Вне исторического контекста можно задать любой вопрос: почему на Нюрнбергском процессе коммунизм не осудили вместе с нацизмом, раз уж судили тоталитарных злодеев, а заодно и Америку за ядерные бомбардировки. Но в исторической реальности этого вопроса не существовало, и ставить его можно только из области идеальных вневременных императивов. Но именно ими и оперирует современное антиэлитистское чувство.
Вынужденный, хотя отчасти заслуженный пренебрежением к понятиям королевской чести отъезд Хуана Карлоса пришелся на время, когда изгнание любого представителя элиты с начальственного поста, несмотря на любые прошлые достижения, воспринимается как заслуженное. В прошлом не может быть столь ценных заслуг, которые в борющемся настоящем перевесили бы принадлежность к старой элите. Ведь сама общественно-политическая ценность прошлого сомнительна. Прошлое в целом стало слишком старо для того, чтобы различать на его просторах, кто из правителей был, а кто не был диктатором. Согласно радикальным понятиям современного недовольства, все правившие по старым правилам ими в той или иной степени были, и даже Черчилля не спасает выбор верной стороны истории. Миллионы королевской фаворитке, полученные в личный дар от другого короля, – это такая же старина, как барская охота в джунглях, ледяной дом государыни Анны Иоанновны или дворцы Елизаветы.
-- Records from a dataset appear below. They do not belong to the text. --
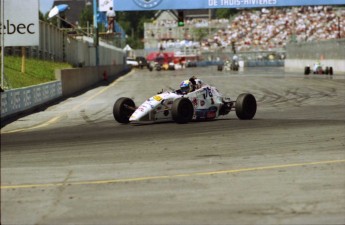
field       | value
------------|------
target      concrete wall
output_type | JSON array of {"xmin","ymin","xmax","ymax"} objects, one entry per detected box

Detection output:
[
  {"xmin": 55, "ymin": 65, "xmax": 126, "ymax": 97},
  {"xmin": 1, "ymin": 81, "xmax": 62, "ymax": 121},
  {"xmin": 285, "ymin": 39, "xmax": 345, "ymax": 75}
]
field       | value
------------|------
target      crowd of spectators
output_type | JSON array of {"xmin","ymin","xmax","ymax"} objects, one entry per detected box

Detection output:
[{"xmin": 201, "ymin": 6, "xmax": 345, "ymax": 51}]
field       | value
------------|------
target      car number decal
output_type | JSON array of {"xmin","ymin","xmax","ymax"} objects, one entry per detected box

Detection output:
[{"xmin": 153, "ymin": 95, "xmax": 163, "ymax": 102}]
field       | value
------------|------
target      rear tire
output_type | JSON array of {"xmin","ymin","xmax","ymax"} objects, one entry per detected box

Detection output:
[
  {"xmin": 236, "ymin": 93, "xmax": 257, "ymax": 120},
  {"xmin": 171, "ymin": 98, "xmax": 194, "ymax": 123},
  {"xmin": 113, "ymin": 97, "xmax": 135, "ymax": 123}
]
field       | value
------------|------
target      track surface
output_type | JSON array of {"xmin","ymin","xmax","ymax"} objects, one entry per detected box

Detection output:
[{"xmin": 1, "ymin": 67, "xmax": 345, "ymax": 224}]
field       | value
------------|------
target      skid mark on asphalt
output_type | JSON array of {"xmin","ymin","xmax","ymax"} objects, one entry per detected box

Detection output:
[
  {"xmin": 1, "ymin": 159, "xmax": 345, "ymax": 189},
  {"xmin": 1, "ymin": 71, "xmax": 134, "ymax": 134}
]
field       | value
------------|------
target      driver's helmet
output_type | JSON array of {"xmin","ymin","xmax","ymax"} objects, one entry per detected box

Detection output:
[
  {"xmin": 180, "ymin": 80, "xmax": 193, "ymax": 94},
  {"xmin": 195, "ymin": 78, "xmax": 204, "ymax": 89}
]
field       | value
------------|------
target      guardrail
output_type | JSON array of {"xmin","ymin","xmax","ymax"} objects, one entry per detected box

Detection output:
[{"xmin": 1, "ymin": 81, "xmax": 62, "ymax": 121}]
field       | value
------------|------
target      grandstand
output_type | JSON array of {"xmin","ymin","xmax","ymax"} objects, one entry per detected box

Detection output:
[{"xmin": 145, "ymin": 6, "xmax": 345, "ymax": 52}]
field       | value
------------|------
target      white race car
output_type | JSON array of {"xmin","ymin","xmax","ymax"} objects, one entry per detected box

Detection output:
[{"xmin": 113, "ymin": 81, "xmax": 257, "ymax": 123}]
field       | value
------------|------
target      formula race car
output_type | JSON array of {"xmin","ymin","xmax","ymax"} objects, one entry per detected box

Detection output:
[
  {"xmin": 113, "ymin": 81, "xmax": 257, "ymax": 124},
  {"xmin": 304, "ymin": 64, "xmax": 333, "ymax": 75}
]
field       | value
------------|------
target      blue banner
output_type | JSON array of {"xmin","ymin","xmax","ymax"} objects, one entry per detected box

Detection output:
[{"xmin": 114, "ymin": 0, "xmax": 345, "ymax": 11}]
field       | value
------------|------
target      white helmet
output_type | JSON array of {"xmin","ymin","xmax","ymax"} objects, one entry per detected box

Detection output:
[{"xmin": 195, "ymin": 78, "xmax": 204, "ymax": 89}]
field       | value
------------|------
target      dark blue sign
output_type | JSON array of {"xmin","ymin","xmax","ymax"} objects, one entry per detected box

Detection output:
[{"xmin": 114, "ymin": 0, "xmax": 345, "ymax": 11}]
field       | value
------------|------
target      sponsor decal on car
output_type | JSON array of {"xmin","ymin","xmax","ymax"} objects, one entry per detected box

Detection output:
[{"xmin": 153, "ymin": 95, "xmax": 163, "ymax": 102}]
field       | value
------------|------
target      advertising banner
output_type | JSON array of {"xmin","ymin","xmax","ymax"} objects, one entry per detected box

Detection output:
[
  {"xmin": 98, "ymin": 0, "xmax": 114, "ymax": 12},
  {"xmin": 0, "ymin": 0, "xmax": 39, "ymax": 46},
  {"xmin": 114, "ymin": 0, "xmax": 344, "ymax": 11}
]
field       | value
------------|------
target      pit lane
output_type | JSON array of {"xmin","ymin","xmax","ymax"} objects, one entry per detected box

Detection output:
[{"xmin": 1, "ymin": 67, "xmax": 345, "ymax": 224}]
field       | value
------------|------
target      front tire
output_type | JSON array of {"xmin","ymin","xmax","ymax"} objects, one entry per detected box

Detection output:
[
  {"xmin": 235, "ymin": 93, "xmax": 257, "ymax": 120},
  {"xmin": 171, "ymin": 98, "xmax": 194, "ymax": 123},
  {"xmin": 113, "ymin": 97, "xmax": 135, "ymax": 123}
]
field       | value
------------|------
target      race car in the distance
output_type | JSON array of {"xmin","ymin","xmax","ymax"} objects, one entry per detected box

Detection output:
[{"xmin": 113, "ymin": 81, "xmax": 257, "ymax": 124}]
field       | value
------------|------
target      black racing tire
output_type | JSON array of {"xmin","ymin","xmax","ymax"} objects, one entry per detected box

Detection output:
[
  {"xmin": 235, "ymin": 93, "xmax": 257, "ymax": 120},
  {"xmin": 171, "ymin": 98, "xmax": 194, "ymax": 124},
  {"xmin": 325, "ymin": 66, "xmax": 329, "ymax": 75},
  {"xmin": 113, "ymin": 97, "xmax": 135, "ymax": 123},
  {"xmin": 304, "ymin": 66, "xmax": 310, "ymax": 75}
]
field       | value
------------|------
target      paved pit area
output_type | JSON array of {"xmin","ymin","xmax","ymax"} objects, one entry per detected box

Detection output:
[{"xmin": 1, "ymin": 67, "xmax": 345, "ymax": 225}]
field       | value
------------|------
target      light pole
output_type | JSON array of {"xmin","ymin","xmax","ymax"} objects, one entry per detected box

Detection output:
[
  {"xmin": 337, "ymin": 9, "xmax": 341, "ymax": 39},
  {"xmin": 0, "ymin": 0, "xmax": 5, "ymax": 90},
  {"xmin": 93, "ymin": 0, "xmax": 99, "ymax": 66}
]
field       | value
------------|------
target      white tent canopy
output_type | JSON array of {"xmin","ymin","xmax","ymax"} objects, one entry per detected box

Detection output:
[{"xmin": 123, "ymin": 45, "xmax": 133, "ymax": 52}]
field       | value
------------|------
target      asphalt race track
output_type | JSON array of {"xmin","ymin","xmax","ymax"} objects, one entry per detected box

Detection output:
[{"xmin": 1, "ymin": 67, "xmax": 345, "ymax": 225}]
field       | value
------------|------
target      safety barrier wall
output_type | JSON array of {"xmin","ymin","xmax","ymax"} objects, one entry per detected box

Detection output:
[
  {"xmin": 5, "ymin": 21, "xmax": 125, "ymax": 67},
  {"xmin": 55, "ymin": 66, "xmax": 126, "ymax": 97},
  {"xmin": 1, "ymin": 81, "xmax": 62, "ymax": 120},
  {"xmin": 285, "ymin": 39, "xmax": 345, "ymax": 74},
  {"xmin": 1, "ymin": 66, "xmax": 128, "ymax": 121}
]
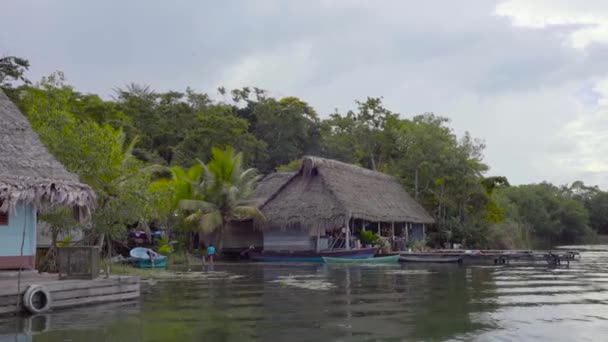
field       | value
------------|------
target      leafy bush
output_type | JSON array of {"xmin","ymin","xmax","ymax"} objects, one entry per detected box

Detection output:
[
  {"xmin": 360, "ymin": 230, "xmax": 378, "ymax": 245},
  {"xmin": 158, "ymin": 239, "xmax": 174, "ymax": 255}
]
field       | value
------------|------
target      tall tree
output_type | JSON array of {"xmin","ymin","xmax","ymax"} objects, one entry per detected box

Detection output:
[{"xmin": 180, "ymin": 147, "xmax": 264, "ymax": 252}]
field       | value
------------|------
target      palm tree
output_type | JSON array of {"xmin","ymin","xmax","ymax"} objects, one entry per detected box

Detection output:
[{"xmin": 179, "ymin": 147, "xmax": 265, "ymax": 252}]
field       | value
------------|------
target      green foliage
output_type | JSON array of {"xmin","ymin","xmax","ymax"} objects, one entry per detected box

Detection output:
[
  {"xmin": 19, "ymin": 74, "xmax": 159, "ymax": 237},
  {"xmin": 173, "ymin": 147, "xmax": 264, "ymax": 251},
  {"xmin": 158, "ymin": 239, "xmax": 174, "ymax": 256},
  {"xmin": 57, "ymin": 236, "xmax": 72, "ymax": 247},
  {"xmin": 0, "ymin": 56, "xmax": 30, "ymax": 87},
  {"xmin": 496, "ymin": 183, "xmax": 591, "ymax": 246},
  {"xmin": 277, "ymin": 159, "xmax": 302, "ymax": 172},
  {"xmin": 9, "ymin": 57, "xmax": 608, "ymax": 248},
  {"xmin": 359, "ymin": 230, "xmax": 378, "ymax": 245}
]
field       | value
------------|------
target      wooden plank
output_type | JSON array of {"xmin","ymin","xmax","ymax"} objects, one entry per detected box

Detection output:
[
  {"xmin": 344, "ymin": 217, "xmax": 350, "ymax": 250},
  {"xmin": 0, "ymin": 305, "xmax": 19, "ymax": 315},
  {"xmin": 0, "ymin": 276, "xmax": 139, "ymax": 296},
  {"xmin": 41, "ymin": 277, "xmax": 139, "ymax": 292},
  {"xmin": 52, "ymin": 291, "xmax": 139, "ymax": 309},
  {"xmin": 51, "ymin": 284, "xmax": 139, "ymax": 301}
]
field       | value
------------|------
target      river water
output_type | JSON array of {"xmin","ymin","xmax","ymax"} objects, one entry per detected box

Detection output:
[{"xmin": 0, "ymin": 246, "xmax": 608, "ymax": 342}]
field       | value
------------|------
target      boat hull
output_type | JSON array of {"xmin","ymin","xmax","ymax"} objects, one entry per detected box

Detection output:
[
  {"xmin": 251, "ymin": 248, "xmax": 376, "ymax": 263},
  {"xmin": 323, "ymin": 255, "xmax": 399, "ymax": 264},
  {"xmin": 135, "ymin": 257, "xmax": 167, "ymax": 268}
]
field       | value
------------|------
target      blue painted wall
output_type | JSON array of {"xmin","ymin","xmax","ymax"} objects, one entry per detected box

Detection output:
[{"xmin": 0, "ymin": 204, "xmax": 36, "ymax": 256}]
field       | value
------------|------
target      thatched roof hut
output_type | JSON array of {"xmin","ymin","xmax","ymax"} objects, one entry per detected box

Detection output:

Пора, пора, рога трубят.
Хуан Карлос максимально выделялся на фоне Франко для своих современников. Но сорок лет спустя его фигура сливается с фоном. Фотографии принца Хуана Карлоса рядом с Франко, которые современниками после перехода Испании к демократии читались в контексте, теперь все чаще воспринимаются вне контекста: вот диктатор, вот его наследник, вот они рядом одинаково плохие, одинаково старые – сейчас Хуану Карлосу столько же лет, сколько было Франко в год смерти.
Для современников эти фотографии означали успех поколенческого бунта, эмансипации отцов от детей: с одной стороны – Франко, Карреро Бланко, Ариас, с другой – успешно отменившие их устаревший мир Хуан Карлос, Суарес, Гонсалес. Прошедшее с тех пор время объединило Хуана Карлоса и Франко в разряде отцов, и эмансипационная работа детей продолжается по отношению к ним обоим, чтобы потом будущее имело возможность обойтись с нынешними детьми так же немилосердно.
Александр Баунов, Московский центр Карнеги.